Plasma treated gold nanofilms enhance surface-assisted redox activity in electrochemical processes

Abstract

Surface-assisted catalytic activities of two-dimensional (2D) materials are gaining prominence due to their tunable surface area, enhanced active sites, and unique structural properties. In this study, we demonstrate the preparation of a highly reactive gold nanofilm (GNF) with a face-centered cubic structure via thermal deposition, followed by atmospheric nitrogen plasma treatment. X-ray photoelectron spectroscopy (XPS) revealed that plasma treatment increased surface hydroxyl and carbonyl groups, introducing nitrogen as metal-nitride and C-NH₂ species. Raman spectroscopy further confirmed the incorporation of nitrogen and oxygen functionalities, with intense peaks at 790 cm⁻¹ and 946 cm⁻¹, indicating successful surface activation.
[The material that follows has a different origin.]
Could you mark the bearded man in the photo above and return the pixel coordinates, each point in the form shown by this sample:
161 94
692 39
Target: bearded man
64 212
The electrochemical behavior of the plasma-treated GNF was evaluated using the [FeIII/II(CN)6]^3−/4− redox system through cyclic voltammetry. Notably, the plasma-treated GNF exhibited a substantial increase in anodic and cathodic peak current densities, with the electrochemically active surface area increasing by approximately 276 % and 400 %, respectively, compared to untreated GNF. This enhancement in redox reactivity underscores the potential of plasma-treated GNFs in boosting surface-assisted redox processes. The findings suggest that plasma-modified 2D surfaces hold significant promise for advancing electrochemical sensing and catalysis, offering improved efficiency and reactivity for a range of applications.